Senesino in particular was very popular in England as an artist, Farinelli more so as a heart-throb.  Senesino originated from Siena but loved the life of an English gentleman and made friends with the top artisans and designers of the day, such as William Kent and Paul de Lamerie.  He had waited until thirteen for castration, and was more facially and physically developed than many castrati, so often played the older parts.  Farinelli once played the young lead to Senesino's despot and there is a famous incident recounted by Charles Burney where Senesino became overwhelmed by Farinelli's singing, forgot his part entirely and embraced his young prisoner.  Velluti is thought to be the last of the great castrati to perform in London, in 1829, although Pergetti came after in 1844.  Both struggled with poor critical reception in England, largely due to changes in attitude amongst the audience.
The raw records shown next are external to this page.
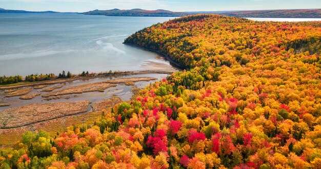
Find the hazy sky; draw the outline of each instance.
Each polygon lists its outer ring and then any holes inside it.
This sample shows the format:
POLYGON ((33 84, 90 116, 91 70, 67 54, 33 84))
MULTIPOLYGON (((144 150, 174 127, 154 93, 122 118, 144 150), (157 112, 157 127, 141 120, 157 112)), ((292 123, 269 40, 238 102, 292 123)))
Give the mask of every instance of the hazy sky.
POLYGON ((85 12, 113 8, 173 11, 321 8, 320 0, 0 0, 0 8, 85 12))

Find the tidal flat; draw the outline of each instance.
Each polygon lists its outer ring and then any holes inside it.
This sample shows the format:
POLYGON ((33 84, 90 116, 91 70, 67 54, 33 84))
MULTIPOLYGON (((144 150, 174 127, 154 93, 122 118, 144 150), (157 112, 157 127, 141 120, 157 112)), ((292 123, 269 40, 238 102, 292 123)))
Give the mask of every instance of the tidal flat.
POLYGON ((129 101, 175 71, 137 70, 0 86, 0 102, 6 106, 0 107, 0 147, 11 146, 26 131, 55 134, 94 121, 101 115, 99 111, 129 101))

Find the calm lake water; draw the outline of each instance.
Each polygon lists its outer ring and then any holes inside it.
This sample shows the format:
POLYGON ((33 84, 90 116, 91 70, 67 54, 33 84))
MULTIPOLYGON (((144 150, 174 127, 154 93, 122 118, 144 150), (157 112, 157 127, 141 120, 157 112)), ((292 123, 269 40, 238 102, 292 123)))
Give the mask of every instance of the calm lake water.
POLYGON ((137 31, 172 18, 0 14, 0 76, 170 66, 156 54, 122 43, 137 31))
MULTIPOLYGON (((122 44, 136 31, 173 17, 0 14, 0 76, 78 74, 170 67, 158 54, 122 44)), ((258 21, 321 20, 251 18, 258 21)))

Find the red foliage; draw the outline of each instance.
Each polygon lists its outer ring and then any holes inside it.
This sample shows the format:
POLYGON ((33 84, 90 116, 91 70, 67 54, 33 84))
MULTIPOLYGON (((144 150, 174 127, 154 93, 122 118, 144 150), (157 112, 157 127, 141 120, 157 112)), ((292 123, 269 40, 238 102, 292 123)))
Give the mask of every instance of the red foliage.
POLYGON ((252 143, 252 134, 246 134, 243 136, 243 144, 245 146, 251 146, 252 143))
POLYGON ((285 110, 286 110, 286 111, 287 111, 289 112, 290 111, 290 107, 287 106, 287 105, 285 105, 284 104, 282 104, 280 105, 280 107, 278 107, 278 109, 279 110, 280 110, 280 109, 285 109, 285 110))
POLYGON ((172 114, 173 114, 173 110, 170 108, 167 108, 166 112, 167 112, 167 116, 168 118, 170 118, 172 116, 172 114))
POLYGON ((164 130, 157 130, 154 133, 155 137, 163 139, 166 135, 166 132, 164 130))
POLYGON ((199 133, 195 130, 191 130, 189 132, 188 141, 190 143, 193 143, 194 141, 197 140, 204 140, 206 138, 204 133, 199 133))
POLYGON ((213 147, 212 151, 215 152, 217 154, 219 154, 219 141, 218 139, 214 139, 212 142, 213 147))
POLYGON ((224 138, 224 139, 223 139, 220 142, 222 148, 224 150, 224 155, 230 155, 235 149, 235 147, 233 144, 233 140, 228 135, 225 136, 224 138))
POLYGON ((180 158, 180 160, 179 160, 179 163, 183 165, 183 166, 187 167, 188 166, 188 164, 190 162, 190 159, 188 158, 188 156, 184 155, 182 158, 180 158))
POLYGON ((161 152, 167 152, 167 137, 163 130, 157 130, 155 132, 154 137, 149 136, 146 142, 148 147, 153 149, 154 154, 161 152))
POLYGON ((168 132, 171 135, 175 135, 177 133, 182 127, 182 124, 180 121, 171 120, 169 122, 168 132))

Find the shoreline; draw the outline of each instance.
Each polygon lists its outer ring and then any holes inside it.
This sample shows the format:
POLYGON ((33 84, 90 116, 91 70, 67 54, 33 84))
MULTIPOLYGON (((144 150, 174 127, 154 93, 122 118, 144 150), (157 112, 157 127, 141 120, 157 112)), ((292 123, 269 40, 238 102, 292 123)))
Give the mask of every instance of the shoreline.
POLYGON ((120 73, 112 73, 112 74, 96 74, 93 75, 90 75, 88 76, 80 76, 76 75, 75 77, 67 78, 67 79, 54 79, 51 80, 48 80, 39 82, 21 82, 23 84, 15 83, 10 85, 0 85, 0 90, 10 89, 15 88, 32 86, 39 85, 50 85, 55 84, 57 83, 62 83, 64 82, 67 82, 70 81, 73 81, 77 80, 86 80, 98 77, 117 77, 121 76, 130 76, 135 75, 144 75, 144 74, 168 74, 170 75, 172 74, 174 71, 170 71, 166 70, 132 70, 124 71, 120 73))
POLYGON ((169 61, 169 62, 172 64, 172 65, 174 67, 178 68, 180 70, 184 70, 184 69, 189 69, 189 68, 187 66, 185 66, 183 65, 182 65, 182 64, 174 61, 173 60, 173 59, 172 59, 170 57, 169 57, 168 55, 166 55, 165 53, 161 52, 159 50, 153 50, 151 49, 149 49, 149 48, 147 48, 144 46, 142 46, 141 45, 139 45, 138 44, 133 44, 133 43, 126 43, 126 42, 123 42, 123 44, 126 44, 126 45, 131 45, 131 46, 135 46, 135 47, 137 47, 138 48, 140 49, 144 49, 146 51, 151 51, 156 53, 157 53, 158 54, 160 54, 161 55, 163 56, 164 57, 165 57, 166 60, 168 60, 168 61, 169 61))

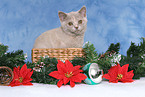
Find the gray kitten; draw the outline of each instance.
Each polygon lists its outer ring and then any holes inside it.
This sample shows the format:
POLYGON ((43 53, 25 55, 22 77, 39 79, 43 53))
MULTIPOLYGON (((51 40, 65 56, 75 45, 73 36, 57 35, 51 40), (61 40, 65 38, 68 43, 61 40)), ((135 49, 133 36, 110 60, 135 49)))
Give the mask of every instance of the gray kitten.
POLYGON ((77 12, 59 11, 61 27, 42 33, 33 48, 81 48, 87 28, 86 7, 77 12))

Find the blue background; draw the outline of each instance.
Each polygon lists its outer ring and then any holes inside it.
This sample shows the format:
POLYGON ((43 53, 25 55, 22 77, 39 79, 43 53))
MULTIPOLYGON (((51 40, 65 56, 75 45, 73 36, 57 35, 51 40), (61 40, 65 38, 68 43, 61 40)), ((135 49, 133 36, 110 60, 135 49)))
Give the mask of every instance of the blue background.
POLYGON ((24 50, 31 60, 35 39, 60 26, 58 11, 71 12, 87 7, 88 26, 85 42, 98 53, 110 43, 120 42, 120 53, 133 41, 145 37, 145 0, 0 0, 0 42, 9 51, 24 50))

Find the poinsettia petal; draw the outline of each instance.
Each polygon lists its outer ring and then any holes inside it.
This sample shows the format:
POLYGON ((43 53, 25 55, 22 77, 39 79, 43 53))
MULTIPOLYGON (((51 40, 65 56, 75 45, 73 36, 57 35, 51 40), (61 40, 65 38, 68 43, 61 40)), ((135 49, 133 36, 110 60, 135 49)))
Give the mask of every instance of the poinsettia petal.
POLYGON ((27 74, 27 65, 24 64, 20 70, 20 76, 24 78, 26 74, 27 74))
POLYGON ((12 87, 14 87, 14 86, 20 86, 20 85, 22 85, 22 83, 20 83, 18 80, 15 80, 14 82, 11 82, 9 84, 9 86, 12 86, 12 87))
POLYGON ((118 83, 118 80, 117 79, 110 79, 109 82, 110 83, 118 83))
POLYGON ((129 71, 126 73, 126 75, 123 76, 123 78, 120 80, 122 82, 133 82, 133 76, 134 76, 134 73, 133 73, 133 70, 129 71))
POLYGON ((56 79, 62 79, 64 77, 64 75, 61 75, 59 73, 59 71, 53 71, 53 72, 49 73, 49 76, 52 76, 56 79))
POLYGON ((70 81, 70 86, 71 87, 74 87, 75 86, 75 83, 73 81, 70 81))
POLYGON ((63 84, 63 80, 62 80, 62 79, 59 80, 59 81, 57 82, 57 86, 58 86, 59 88, 62 86, 62 84, 63 84))
POLYGON ((86 78, 87 78, 86 75, 84 75, 84 74, 82 74, 82 73, 79 73, 79 74, 77 74, 77 75, 75 75, 75 76, 72 76, 72 77, 70 78, 70 81, 81 83, 81 81, 82 81, 82 80, 85 80, 86 78))
POLYGON ((33 85, 31 82, 23 83, 22 85, 33 85))
POLYGON ((117 65, 117 66, 111 67, 108 70, 109 71, 108 74, 110 76, 110 79, 116 79, 117 78, 119 68, 120 68, 120 65, 117 65))
POLYGON ((73 71, 73 65, 69 60, 65 61, 65 67, 67 69, 67 72, 72 72, 73 71))
POLYGON ((61 62, 60 60, 58 60, 57 70, 60 74, 63 74, 64 72, 66 72, 65 64, 63 62, 61 62))
POLYGON ((66 85, 68 82, 69 82, 69 78, 64 77, 64 78, 63 78, 63 83, 64 83, 64 85, 66 85))
POLYGON ((77 65, 77 66, 74 66, 73 67, 73 70, 76 71, 76 70, 79 70, 80 68, 81 68, 81 66, 80 65, 77 65))
POLYGON ((27 72, 27 75, 24 77, 25 79, 29 79, 31 76, 32 76, 32 74, 33 74, 33 71, 28 71, 27 72))
POLYGON ((127 71, 128 71, 128 67, 129 67, 129 64, 123 65, 123 66, 118 70, 118 73, 119 73, 119 74, 126 75, 126 73, 127 73, 127 71))
POLYGON ((106 79, 109 80, 109 79, 110 79, 110 76, 109 76, 109 74, 104 74, 104 75, 103 75, 103 78, 106 78, 106 79))

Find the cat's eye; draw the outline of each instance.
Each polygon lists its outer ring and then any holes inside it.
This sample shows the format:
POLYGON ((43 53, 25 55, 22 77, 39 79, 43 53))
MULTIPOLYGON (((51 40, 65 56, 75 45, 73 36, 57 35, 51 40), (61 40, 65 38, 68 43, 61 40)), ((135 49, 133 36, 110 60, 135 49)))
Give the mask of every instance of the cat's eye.
POLYGON ((83 22, 82 20, 79 20, 79 21, 78 21, 79 24, 82 24, 82 22, 83 22))
POLYGON ((72 22, 69 22, 69 23, 68 23, 68 25, 69 25, 69 26, 72 26, 72 25, 73 25, 73 23, 72 23, 72 22))

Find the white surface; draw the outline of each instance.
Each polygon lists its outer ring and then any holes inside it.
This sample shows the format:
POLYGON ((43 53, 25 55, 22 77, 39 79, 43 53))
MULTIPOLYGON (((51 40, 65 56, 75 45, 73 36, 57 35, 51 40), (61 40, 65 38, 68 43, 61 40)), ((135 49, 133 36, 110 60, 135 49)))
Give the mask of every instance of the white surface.
POLYGON ((0 97, 145 97, 145 78, 133 83, 76 84, 74 88, 38 83, 33 86, 0 86, 0 97))

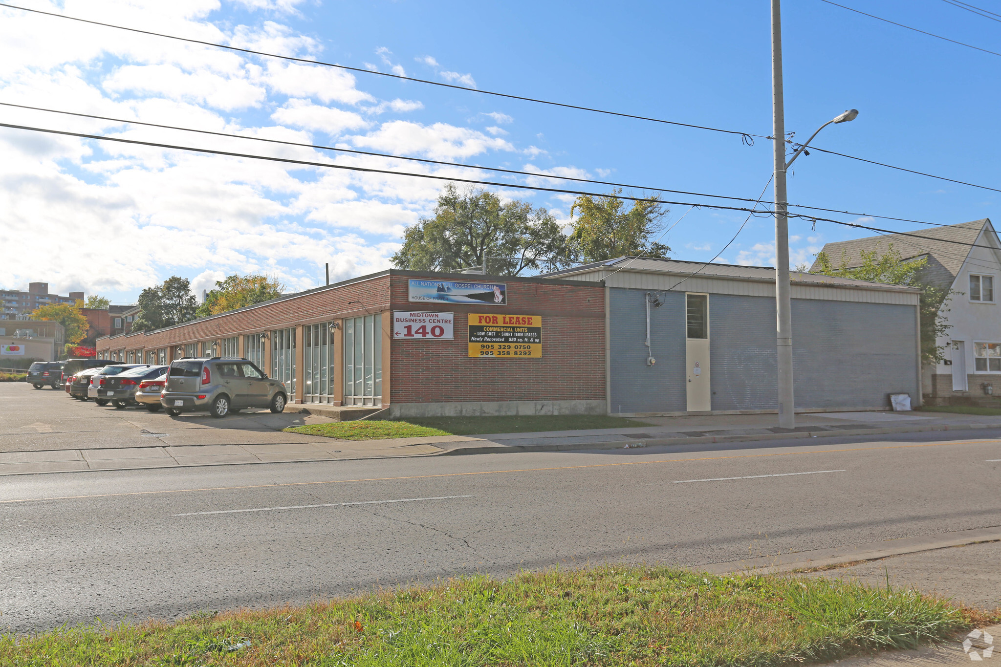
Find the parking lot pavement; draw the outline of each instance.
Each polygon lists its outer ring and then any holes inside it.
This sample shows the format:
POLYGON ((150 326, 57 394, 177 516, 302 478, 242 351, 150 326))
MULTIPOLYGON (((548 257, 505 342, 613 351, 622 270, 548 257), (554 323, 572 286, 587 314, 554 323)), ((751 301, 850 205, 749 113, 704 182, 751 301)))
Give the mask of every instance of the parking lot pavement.
POLYGON ((1001 542, 982 542, 881 558, 812 572, 812 577, 857 579, 870 586, 916 588, 981 609, 1001 607, 1001 542))
POLYGON ((283 433, 286 426, 330 421, 303 413, 254 410, 213 419, 207 414, 171 417, 145 408, 122 410, 78 401, 62 390, 0 383, 0 453, 206 445, 268 445, 327 442, 283 433))

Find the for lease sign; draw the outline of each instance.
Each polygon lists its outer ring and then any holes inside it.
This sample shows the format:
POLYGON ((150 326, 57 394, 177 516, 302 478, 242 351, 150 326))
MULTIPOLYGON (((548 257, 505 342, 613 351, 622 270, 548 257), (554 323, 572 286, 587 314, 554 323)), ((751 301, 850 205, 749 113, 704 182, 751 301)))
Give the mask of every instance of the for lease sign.
POLYGON ((469 356, 542 357, 542 316, 469 313, 469 356))
POLYGON ((392 313, 392 337, 451 340, 453 319, 452 313, 395 310, 392 313))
The later life of a successful castrato was a solitary in 18thC terms, where family and extended family all relied heavily upon each other: they had no children but a great deal of money, so were often surrounded by hangers-on and toadys.  Prone to diva tendencies, they hadn't made life easy for their friends and many came to lonely ends.  Very few people suffer for their art in the 21stC.  They might equate brief poverty, or a squalid drug addiction as part of their artistic learning curve, but very few would be prepared to live with the consequences of such a life-changing surgery.  Thankfully, by 1800, the craze for castrati had all but died out, although the last castrato Alessandro Moreschi, was not to die until 1922.  His voice was recorded in 1902 and can be heard here.  Castration for musical purposes was made illegal in 1870.  

In recent years, an astonishing phenomenon in the form of Michael Maniaci has appeared on the opera scene.  His larynx developed only very slightly during puberty, and he retains an extraordinary soprano voice as an adult male.  He has been called 'the modern castrato'. You can witness part of one of his performances here.  I find it astonishing and rather unsettling.